Глаза,чтобы плакать [По моей могиле кто-то ходил. Человек с улицы. С моей-то рожей. Глаза, чтобы плакать. Хлеб могильщиков] - Фредерик Дар
Шрифт:
Интервал:
Закладка:
Глупо это говорить, но это сильнее меня, я не могу сдержаться.
Женщина не шевелилась. Я наклонился и поцеловал ее припухшие от слез губы. Она не оттолкнула меня, но и не ответила на мой поцелуй.
Я вышел из комнаты, унося на губах вкус ее печали. После этого я пошел продавать мяснику уютненький гроб, обитый шелком.
5
Два дня прошли без происшествий. Я втягивался в мой новый быт, продавая всякую похоронную дребедень, даже помогал укладывать умерших в гроб и сопровождал их в церковь в старом катафалке папаши Кастэна. Я убеждал себя, что эта работа не для меня и я не должен расслабляться от провинциальной жизни. Но прожитые годы были нелегки, и мне было приятно плыть в томительной легкости весенних дней.
Провинция как опиум. Воздух здесь сладок, и жизнь не так суматошна, как в Париже. Она медлительна, тяжеловесна и более значительна.
Могильщик был доволен мной. Я продавал все по первому классу.
Да, это были два дня пустых, и легких. Обедал в столовой шефа. Жермена хорошо готовила, и мне доставляло удовольствие поглощать ее блюда и смотреть на нее.
С тех пор как я поцеловал ее, она почти не разговаривала со мной. Я видел, что женщина раздосадована происшедшей между нами сценой. Ее гордость бунтовала, и ее терзали угрызения совести из-за Мориса.
Что касается Кастэна, он все больше лез мне в душу, бурно и красноречиво суля златые горы. Если верить ему, то я и был зачат и рожден на свет, чтобы продавать гробы. В общем-то он был неплохой парень. У него был скверный характер, как у всех желудочников, и он презирал свою жену, на которой женился при таких особых обстоятельствах. Но жить с ним было можно, мне во всяком случае.
Но на третий день разразилась драма. Мы только что отвезли очередного покойника в часовню для отпевания и возвращались в магазин. Кастэн рассказывал мне о своей военной службе, что, кажется, умиляло его. Мимо прошел единственный в городишке продавец газет. Кастэн купил вечернюю газету, выходившую трижды в неделю. Как и все обитатели маленьких городков, он был очень привязан к своей газете. Он остановился, чтобы прочитать заголовки на первой странице. Я воспользовался этим, чтобы прикурить сигарету. Выдохнув голубоватый клуб дыма, я заметил сквозь него, как Кастэн побледнел. Он стоял молчаливый, неподвижный, с приоткрытым от удивления ртом.

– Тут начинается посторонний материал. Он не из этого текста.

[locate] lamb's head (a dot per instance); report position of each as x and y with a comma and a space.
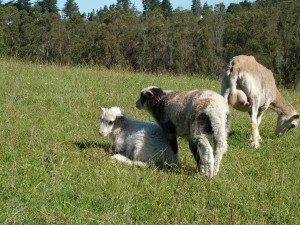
109, 119
149, 97
284, 124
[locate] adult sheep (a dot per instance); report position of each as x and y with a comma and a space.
249, 86
136, 142
196, 115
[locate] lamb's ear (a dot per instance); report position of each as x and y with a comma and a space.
148, 93
295, 117
121, 118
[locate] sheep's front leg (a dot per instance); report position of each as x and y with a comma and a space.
259, 117
194, 150
254, 127
208, 155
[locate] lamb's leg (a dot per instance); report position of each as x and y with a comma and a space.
259, 117
128, 161
220, 149
208, 154
173, 142
194, 150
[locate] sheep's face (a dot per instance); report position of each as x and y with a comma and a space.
148, 97
109, 119
285, 124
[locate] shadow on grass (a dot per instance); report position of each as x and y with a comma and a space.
181, 169
84, 145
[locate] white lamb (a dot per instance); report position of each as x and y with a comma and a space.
196, 115
136, 142
249, 86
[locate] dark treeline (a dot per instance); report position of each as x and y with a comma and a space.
197, 41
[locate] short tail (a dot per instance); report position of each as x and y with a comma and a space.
232, 75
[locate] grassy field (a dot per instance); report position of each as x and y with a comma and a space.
55, 169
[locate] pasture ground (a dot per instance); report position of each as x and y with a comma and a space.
55, 169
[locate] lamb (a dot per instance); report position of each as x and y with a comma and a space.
136, 142
196, 115
246, 77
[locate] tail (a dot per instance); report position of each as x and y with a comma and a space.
232, 75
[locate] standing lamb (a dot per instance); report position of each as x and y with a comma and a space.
196, 115
136, 142
249, 86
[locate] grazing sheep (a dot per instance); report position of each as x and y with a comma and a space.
246, 77
136, 142
196, 115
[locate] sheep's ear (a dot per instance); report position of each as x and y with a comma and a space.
295, 117
121, 118
148, 93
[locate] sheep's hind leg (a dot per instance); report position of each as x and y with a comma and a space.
207, 152
197, 157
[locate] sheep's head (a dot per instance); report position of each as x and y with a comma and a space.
148, 97
109, 118
285, 124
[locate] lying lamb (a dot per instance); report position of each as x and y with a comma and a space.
196, 115
136, 142
250, 81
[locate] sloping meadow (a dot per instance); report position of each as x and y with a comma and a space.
56, 169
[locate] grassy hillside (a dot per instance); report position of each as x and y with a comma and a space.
55, 169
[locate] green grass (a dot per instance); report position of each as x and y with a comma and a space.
55, 169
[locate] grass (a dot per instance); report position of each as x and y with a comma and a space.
55, 169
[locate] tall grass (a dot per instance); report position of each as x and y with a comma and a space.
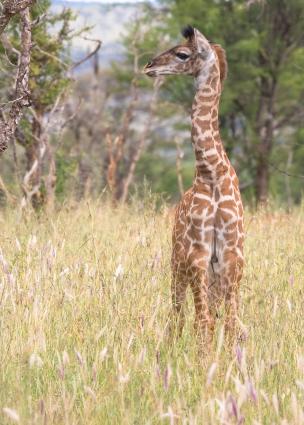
84, 299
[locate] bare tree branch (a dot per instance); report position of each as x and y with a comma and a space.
22, 95
90, 55
11, 8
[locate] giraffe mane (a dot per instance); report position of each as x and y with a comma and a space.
221, 54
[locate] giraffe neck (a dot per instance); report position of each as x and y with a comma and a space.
208, 148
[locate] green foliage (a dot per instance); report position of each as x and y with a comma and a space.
265, 46
49, 57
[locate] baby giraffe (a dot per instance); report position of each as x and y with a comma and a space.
208, 231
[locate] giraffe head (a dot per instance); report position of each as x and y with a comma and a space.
196, 56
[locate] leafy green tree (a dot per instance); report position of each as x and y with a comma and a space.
262, 104
49, 83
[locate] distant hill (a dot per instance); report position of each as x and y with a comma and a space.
108, 22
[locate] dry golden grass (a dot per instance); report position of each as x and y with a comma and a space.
84, 299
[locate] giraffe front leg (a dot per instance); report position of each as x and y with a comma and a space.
177, 317
230, 283
204, 322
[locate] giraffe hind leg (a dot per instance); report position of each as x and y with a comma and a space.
230, 284
204, 322
179, 286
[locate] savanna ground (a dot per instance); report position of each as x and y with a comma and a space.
85, 295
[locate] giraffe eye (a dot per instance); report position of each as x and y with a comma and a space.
182, 56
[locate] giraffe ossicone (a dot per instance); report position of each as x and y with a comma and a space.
208, 232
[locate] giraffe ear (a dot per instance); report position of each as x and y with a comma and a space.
202, 44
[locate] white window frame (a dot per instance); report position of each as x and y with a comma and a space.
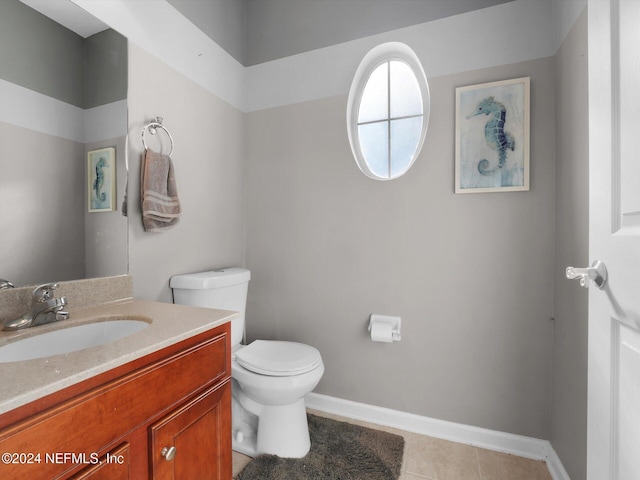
372, 60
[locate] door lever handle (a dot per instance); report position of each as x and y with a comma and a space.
597, 273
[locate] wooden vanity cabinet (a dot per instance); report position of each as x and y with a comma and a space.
164, 416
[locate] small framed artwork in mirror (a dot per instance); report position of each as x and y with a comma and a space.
101, 180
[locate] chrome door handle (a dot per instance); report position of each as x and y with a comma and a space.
597, 272
168, 453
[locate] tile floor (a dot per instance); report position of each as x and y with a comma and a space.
427, 458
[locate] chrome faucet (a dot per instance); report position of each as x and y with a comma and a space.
45, 308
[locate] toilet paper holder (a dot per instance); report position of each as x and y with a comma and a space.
394, 322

— Что-то случилось? — обеспокоился я.
Он не ответил. Мне показалось даже, что мой вопрос до него не дошел. Кастэн пошел, как-то спотыкаясь. Я еще раньше заметил, что, когда он расстроен, у него появляется нервный тик, который сотрясает его голову, как у игрушек на шарнирах. Сейчас это выглядело ужасно, как будто он кивал кому-то.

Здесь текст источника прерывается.